Apple’s $2 trillion value is proof that Tim Cook’s services plan worked

Technology

Apple CEO Tim Cook delivers the keynote address during the 2020 Apple Worldwide Developers Conference at Steve Jobs Theater in Cupertino, California, June 22, 2020.

Brooks Kraft | Apple Inc. via Reuters

On Wednesday, Apple became the first $2 trillion U.S. company. 

The iPhone maker’s share price hit $466.77 around 11am ET, sending it over the mark. It’s the most valuable publicly traded company in the world, beating out Saudi Aramco, Microsoft, and Amazon. Apple stock is up about 60% year-to-date. The milestone comes a little more than two years after Apple became the first $1 trillion company in August 2018.

While the mark is largely symbolic, it does underscore Apple CEO’s Tim Cook’s success at changing the company’s story. Investors have started seeing Apple’s business less like other hardware makers and more like a software company, as indicated by Apple’s quickly rising price-to-earnings ratio, which is now over 33.

“Over the past four months, the market has really been valuing Apple as a software company,” said Logan Purk, analyst at Edward James, who has a hold rating on the stock. “The services business is growing nicely — it seems to give them a multiple over 30, and gives them all the credit in the world for this subscription business.” 

“They’re starting to get compared to some really big software heavyweights,” Purk added. Microsoft trades at a 36 PE ratio, and Amazon’s PE ratio is currently over 123. 

Apple first started to refocus investor attention on its services business back in 2015, as iPhone growth first slowed.

Its definition of services includes a lot of different things: iTunes purchases, App Store fees, Apple Music, licensing, AppleCare warranties on hardware, and revenue from Apple Pay, among others. In the past two years, Apple has started to launch new subscription services to bolster the business, such as Apple News+, a digital magazine bundle, and Apple TV+, a competitor to Netflix and Disney+. Last year, Apple also introduced Apple Card, a credit card partnership with Goldman Sachs integrated into the iPhone’s software.

“The reason we’re talking about…$2 trillion when it feels like it was just passing $1 trillion is just how well they’ve done vertically integrating through their technology stack, starting with hardware, and then now moving into software,” Nick Grous at ARK Invest said. “When we think about Apple, long term, we may not be focused on what other analysts are focused on, being iPhone sales and device sales. We’re actually really focused on their services.”

In January 2016, Apple released new financials related to its services business, and Cook said: “I do think that the assets that we have in this area are huge, and I do think that it’s probably something that the investment community would want to and should focus more on.”

In 2017, Cook set an ambitious growth target for the business: Apple wanted to double its 2016 services revenue by 2020, which would put the goal at roughly $46 billion by this year. 

It hit that goal six months ahead of schedule. In the quarter ending in June, Apple reported $13.16 billion in services revenue, accounting for about 22% of the company’s total sales. 

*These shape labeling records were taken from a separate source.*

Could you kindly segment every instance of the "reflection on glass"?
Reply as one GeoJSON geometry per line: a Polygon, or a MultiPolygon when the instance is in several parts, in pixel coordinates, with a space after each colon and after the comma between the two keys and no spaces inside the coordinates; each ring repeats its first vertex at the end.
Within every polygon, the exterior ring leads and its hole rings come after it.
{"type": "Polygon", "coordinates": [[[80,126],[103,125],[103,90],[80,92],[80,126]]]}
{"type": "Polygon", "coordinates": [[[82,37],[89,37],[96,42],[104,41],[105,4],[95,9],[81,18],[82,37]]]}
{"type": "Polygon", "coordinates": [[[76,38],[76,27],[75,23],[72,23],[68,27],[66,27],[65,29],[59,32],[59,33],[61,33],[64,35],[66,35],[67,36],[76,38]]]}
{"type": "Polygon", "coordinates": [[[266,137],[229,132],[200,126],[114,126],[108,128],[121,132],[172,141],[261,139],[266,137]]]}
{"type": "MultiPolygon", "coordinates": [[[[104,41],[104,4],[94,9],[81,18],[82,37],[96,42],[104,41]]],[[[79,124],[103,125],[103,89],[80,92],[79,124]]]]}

Before Apple was able to get investors to look at it like a software company, its low PE ratio compared to big tech peers like Microsoft was an object of fascination for techies and investors. Investors saw its hardware business as “hits-driven” and worried that future iPhones and iPads might not sell as well as they had in the past. Venture capitalist Marc Andreessen remarked in 2015 that Apple traded like a “steel mill going out of business.”

According to Tom Forte, an analyst at D.A. Davidson, the triumph underscores Tim Cook’s unique strengths compared with founding CEO Steve Jobs.

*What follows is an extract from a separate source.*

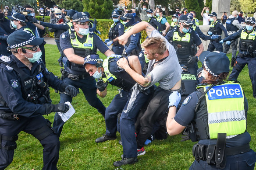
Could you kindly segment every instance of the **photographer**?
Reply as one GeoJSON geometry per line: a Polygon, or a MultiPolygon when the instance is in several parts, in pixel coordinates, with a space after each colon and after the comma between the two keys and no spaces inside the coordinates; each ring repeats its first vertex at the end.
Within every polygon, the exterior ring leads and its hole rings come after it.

“Steve Jobs famously would focus on, ‘our goal is to to determine the few things that we should do and do them as well as possible.’ And then because of the maturation of the smartphone market, I think that forced Tim Cook’s hand. He’s basically said okay, what is Apple good at? Now let’s apply that to a lot of different things,” said Forte. “And I think services is probably one have the best examples, meaning that Apple’s not just going to be a hardware company.”

Apple’s services business is still half the size of its iPhone business, and largely depends on it — many of Apple’s services, like its AppleCare warranties or App Store, are directly targeted at its existing base of 1.5 billion devices, not at the larger market of Android or Windows users.

Increasingly, the App Store, which is one of Apple’s most important and biggest services, is drawing criticism from developers who say its 30% cut on sales of digital goods is too rich. It’s also feeling pressure from lawmakers and regulators — Cook had to answer several questions about the App Store’s business practices at a congressional hearing in July.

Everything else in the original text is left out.